Rio+20 Environmental Resolutions Timeline


By daniel - Posted on 20 June 2012

Rio+20 Papersmart Portal

A screenshot of the environmental resolutions visualization on the Rio+20 Papersmart Portal homepage.

Digitizing an organization's documents not only saves trees but it can help us explore and understand them. The global conversation on the environment goes back to December 1968 when general assembly resolution 2398 (XXIII) brought attention to the "relationship between man and his environment."

This data visualization gives some historical context to the current discussion in Rio by showing the environmental resolutions and how they relate to each other.

Data Munging 40 Years of Resolutions

Rio+20 Conference Visualization

The dataset was a hand-selected list of General Assembly resolutions which related to the environment. The Official Document System (ODS) provided PDFs of the resolutions which included text data scanned with OCR.

As usual, the bulk of the work was getting a clean dataset. Even while working in the same physical office it turned out that scraping the ODS search results was the best way to download full-text PDFs. ID discrepancies, referrer tracking, and server-side state management made this tricky but not impossible.

Bad matches for citation parsing

Debug output while testing the quality of the regular expression used to find references between the UN resolutions. Not so good. You can see the raw output from PDF Miner here as well: some words are broken up letter-by-letter.

The text from each PDF was extracted with the help of PDF Miner. The pdf2txt tool does some pretty impressive work to figure out how to translate the character soup into words and paragraphs based on the distance of each letter from its neighbours. It can take some parameter tweaking and it's never perfect but you can get close enough.

I originally wanted to extract resolution references based on a generic pattern, like "A/RES/###". Then I would have the resolution in an explicit format and it would be easy to match it with the other documents. However, references were more typically made without the "A/RES/" prefix so that didn't work. You often find things like this:

Recalling its resolutions 48/169 and 48/170 of 21 December 1993, 49/102 of 19 December 1994 and 51/168 of 16 December 1996...

In the end I had to settle for a top-down approach which used the list of environmental resolutions to search for references. That worked very well for this smaller dataset but wouldn't be as effective for larger ones. I'm just lucky the resolution numbers I was concerned with didn't overlap with the years.

Using the NetworkX Python extension, I was able to generate a graph data structure based on these references and output to GraphML and to JSON. The GraphML I threw into Gephi to do quick tests and preliminary exploration. The JSON output was used as the data source for the visualization.
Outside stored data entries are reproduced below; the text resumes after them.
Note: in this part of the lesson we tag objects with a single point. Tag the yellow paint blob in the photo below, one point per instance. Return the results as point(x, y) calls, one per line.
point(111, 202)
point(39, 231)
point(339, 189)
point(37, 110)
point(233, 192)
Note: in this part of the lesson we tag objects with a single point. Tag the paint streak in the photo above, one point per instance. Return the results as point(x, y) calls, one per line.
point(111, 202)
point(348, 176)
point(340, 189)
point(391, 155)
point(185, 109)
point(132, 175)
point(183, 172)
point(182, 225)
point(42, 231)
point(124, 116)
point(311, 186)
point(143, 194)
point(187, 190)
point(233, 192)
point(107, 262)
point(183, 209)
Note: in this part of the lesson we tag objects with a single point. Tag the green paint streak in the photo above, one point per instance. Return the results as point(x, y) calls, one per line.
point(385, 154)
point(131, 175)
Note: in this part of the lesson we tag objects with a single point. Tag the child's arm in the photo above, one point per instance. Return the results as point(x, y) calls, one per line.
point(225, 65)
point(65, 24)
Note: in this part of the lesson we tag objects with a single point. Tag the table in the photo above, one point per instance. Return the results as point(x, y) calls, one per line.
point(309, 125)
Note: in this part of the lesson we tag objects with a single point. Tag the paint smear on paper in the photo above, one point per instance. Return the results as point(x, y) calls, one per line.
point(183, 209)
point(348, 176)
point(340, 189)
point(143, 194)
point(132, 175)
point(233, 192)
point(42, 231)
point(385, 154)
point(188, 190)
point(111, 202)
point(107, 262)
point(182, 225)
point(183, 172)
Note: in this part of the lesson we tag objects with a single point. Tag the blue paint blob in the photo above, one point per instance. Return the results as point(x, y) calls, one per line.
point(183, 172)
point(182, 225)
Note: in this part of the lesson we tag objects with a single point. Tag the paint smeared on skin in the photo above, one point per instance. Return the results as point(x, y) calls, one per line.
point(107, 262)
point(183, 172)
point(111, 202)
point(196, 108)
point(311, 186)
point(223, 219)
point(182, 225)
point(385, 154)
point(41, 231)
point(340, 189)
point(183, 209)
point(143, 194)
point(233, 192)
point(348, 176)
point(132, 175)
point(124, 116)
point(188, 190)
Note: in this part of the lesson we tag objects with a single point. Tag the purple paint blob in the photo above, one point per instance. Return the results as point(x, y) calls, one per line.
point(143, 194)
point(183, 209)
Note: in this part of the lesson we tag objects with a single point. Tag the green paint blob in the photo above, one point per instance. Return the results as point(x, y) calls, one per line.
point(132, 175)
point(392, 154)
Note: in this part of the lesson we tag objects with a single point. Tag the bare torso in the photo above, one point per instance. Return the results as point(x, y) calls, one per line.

Presenting the Data Visually

Resolution References in Gephi

A preview of the resolution reference data as a graph visualization in Gephi.

As much as I love the typical network visualization with lines connecting lots of little bubbles it really wasn't appropriate here. Those visualizations are best when there is significant meaning when A is connected to B is connected to C. In social networks, a friend of a friend is more likely to be trusted / have common interests / etc. However, in the case of citations between general assembly resolutions which are already filtered by the topic of the environment it's not a very important metric.

The typical graph visualization puts a lot of emphasis on communicating these friend of a friend relationships because it encodes the information in each node's position, the most important visual element. The proximity of two nodes is a good indication of how closely connected they are.

Security Council Resolution References Visualization

An earlier data visualization I created for displaying references between 2000 security council resolutions.

For this visualization the sequence is more important so resolutions are represented as a series of boxes stacked by year along the horizon. So here, position encodes time.

This visualization had to work on IE7 so I had to forgo some of the convenience of d3.js and use Raphael.js for all the frontend drawing. It's a great little library that completely shelters you from dealing with differences between SVG and IE's VML.

Rio+20 Viz: A/RES/2997 (XXVII)

An important resolution, A/RES/2997 (XXVII). It is referred to a lot by the resolutions that followed.

One thing that's definitely missing here is a better drill-down capability. I wish you could see the text around each citation when you select an arc. Unfortunately, the quality of the output from the OCR scanning / PDF Miner combo wasn't good enough. So for now, the list of documents is printed at the bottom of the screen and you can click a link to access the document from UN ODS.